Szanowny Panie. Czytam Pana wypowiedzi i zdumiewa Mnie fakt, iż wypowiada się Pan na temat grupy niepełnosprawnych wzrokowo tak, jakby Pan doskonale wiedział, co każda z Osób niewidomych odczuwa, jak odbiera własną niepełnosprawność, jak sobie radzi. To zdumiewające. Pierwszy raz spotykam się z osądem tego typu. Ja miałem wiele lat do czynienia z Osobami niewidomymi i sam również się do nich zaliczam. Lecz w Moim środowisku nie zauważyłem, by akurat ta grupa ludzi były rozżalone na los. Rozpiętość wiekowa to trzydzieści do prawie sześćdziesięciu lat. I zapewniam Pana, iż ludzie niewidomi (mimo wizerunku, jaki Pan przedstawił), byli i nadal są wspaniałymi ludźmi, mniej lub bardziej radzącymi sobie z życiem w ciemności wzrokowej. Naturalnie i w tej grupie występują jednostki, które mają negatywne podejście do życia, ludzi itd. Lecz czy to może być dowodem na to, by krytykować tę grupę niepełnosprawności? Nie sądzę. Jest wiele aspektów składających się na to, jak ludzie niewidomi sobie radzą w życiu krocząc w ciemności. I Ja z czystej posiadanej wiedzy na ten temat, nigdy bym nie generalizował i przedstawiał takich poglądów, jakie Pan tu przedstawia.

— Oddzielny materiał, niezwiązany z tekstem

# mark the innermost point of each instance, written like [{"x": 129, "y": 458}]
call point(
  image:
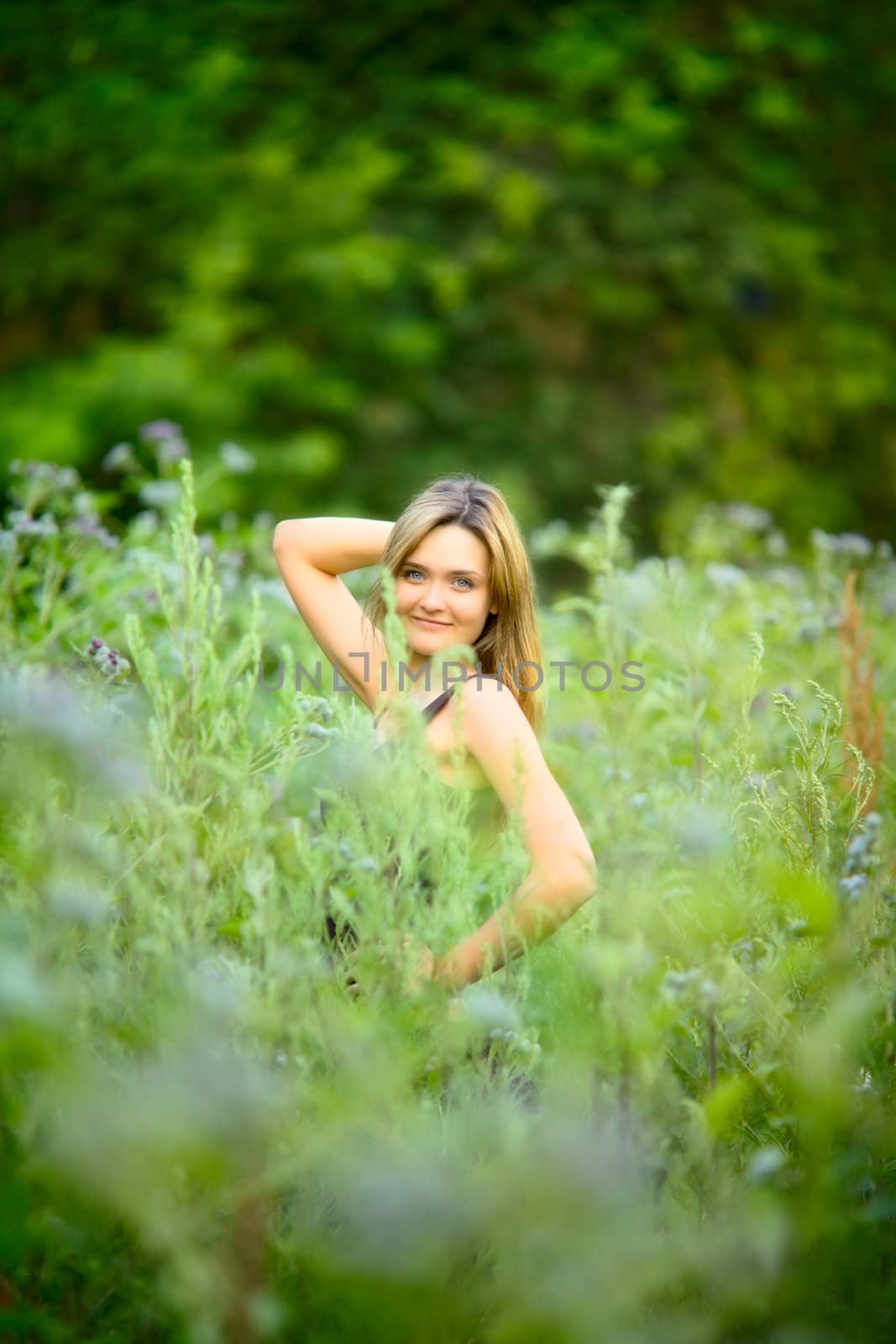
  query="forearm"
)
[
  {"x": 333, "y": 544},
  {"x": 531, "y": 914}
]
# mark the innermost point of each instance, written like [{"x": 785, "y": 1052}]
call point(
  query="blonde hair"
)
[{"x": 511, "y": 638}]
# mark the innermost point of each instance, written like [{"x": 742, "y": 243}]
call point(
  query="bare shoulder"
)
[
  {"x": 497, "y": 732},
  {"x": 499, "y": 736}
]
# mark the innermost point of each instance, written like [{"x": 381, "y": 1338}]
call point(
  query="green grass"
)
[{"x": 683, "y": 1124}]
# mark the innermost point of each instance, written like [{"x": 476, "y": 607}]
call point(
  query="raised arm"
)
[{"x": 311, "y": 554}]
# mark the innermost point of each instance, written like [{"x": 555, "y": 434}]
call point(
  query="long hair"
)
[{"x": 511, "y": 638}]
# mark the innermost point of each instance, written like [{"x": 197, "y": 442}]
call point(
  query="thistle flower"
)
[
  {"x": 120, "y": 459},
  {"x": 237, "y": 460},
  {"x": 160, "y": 494}
]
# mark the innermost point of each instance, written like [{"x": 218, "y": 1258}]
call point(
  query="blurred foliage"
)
[
  {"x": 553, "y": 244},
  {"x": 673, "y": 1121}
]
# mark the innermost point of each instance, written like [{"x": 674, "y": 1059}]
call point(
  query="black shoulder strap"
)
[{"x": 443, "y": 699}]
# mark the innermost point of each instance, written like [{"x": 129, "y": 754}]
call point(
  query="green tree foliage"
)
[{"x": 553, "y": 242}]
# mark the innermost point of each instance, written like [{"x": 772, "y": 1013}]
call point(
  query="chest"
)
[{"x": 443, "y": 738}]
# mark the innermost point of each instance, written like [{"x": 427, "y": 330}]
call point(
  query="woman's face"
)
[{"x": 443, "y": 581}]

>Osoby te - i nie codzi tu o charakter, lubie kogoś czy nie - jak ja to mówię gdyby mogły to wykopałyby dół na drodze drugiego niewidomego.
Z Pańskich słów wynika, iż musiał Pan mieć styczność z niezwykle negatywnymi ludźmi, lub sam był skrzywdzony w wyniku kontaktu z nimi. Trudno powiedzieć. Niemniej wcale nie pasuje Mi Pański opis do ludzi niewidomych, których Ja znam. A znam ich wielu, i to od wielu lat.
>Oczywiście nie generalizuję tutaj, nie chciałbym, aby Ktoś tu zaraz mnie zaatakował.
Ależ właśnie Pan to czyni. Generalizuje Pan osąd, co do konkretnej grupy – grupy niewidomych. Pana stwierdzenia są jednoznaczne. Wciąż sugestywne. Zatem…
>Piszę to z obserwacji, pracuję w firmie gdzie jest sporo osób niewidomych, są ruchowcy i głusi - ostatnie dwie trzymają się zawsze razem, jeden drugiemu pomaga, a wśród niewidomych jeden na drugiego donosi, jeden drugiemu zazdrości i jak moe to jeden na drugim zarabia choć sam nie ponosi kosztów, po prostu wykorzystuje potrzebę drugiej osoby.
Zdumiewa Mnie fakt, iż Pan tak dokładnie wie, iż jeden na drugiego donosi, a ruchowcy i głusi trzymają ze sobą. Myślę, że coś tu jest nie tak drogi Panie. Być może organizacja pracy w wymienionej przez Pana firmie, źle działa. Pewnie by trzeba by było doprowadzić do konfrontacji zbierając wszystkich niewidomych w tej firmie, doprowadzając do szczerej rozmowy. Niemniej nie porównywałbym grup niepełnosprawności ruchowej, głuchych, czy niemych, czy też innych do grupy Osób niewidomych. Bo jest ogromna różnica działająca bezpośrednio na psychikę indywidualnej Osoby. I tu charakter, mentalność jest ogromnie ważna. Nie można tego oddzielać.
Reasumując nie jest tak, jak Pan twierdzi, co do grupy ludzi niewidomych. Wielu niewidomych by Panu zaprzeczyło, dziwiąc się, na podstawie czego Pan wysnuł takie wnioski. Problemy są w każdej grupie Osób niepełnosprawnych, jak i każda niepełnosprawność ma własną charakterystykę. Porównując je (grupy niepełnosprawności), jest nieodpowiedzialnością, bądź nieznajomością tematu.
Życzliwość drogi Panie jest zawsze, bez względu na to, jaka jest niepełnosprawność. I to właśnie charakter, mentalność i kultura osobista bierze wielki udział – by nie rzec decydujący. Niemniej trzeba wiedzieć, iż właśnie przez wiele zróżnicowań charakteru, mentalności i psychiki, która idzie krok w krok z niepełnosprawnością sprawia, iż nie każdy sobie radzi. Pan sobie poradził – być może. Lecz, skoro ktoś inny sobie nie radzi, to należy mu dokopać?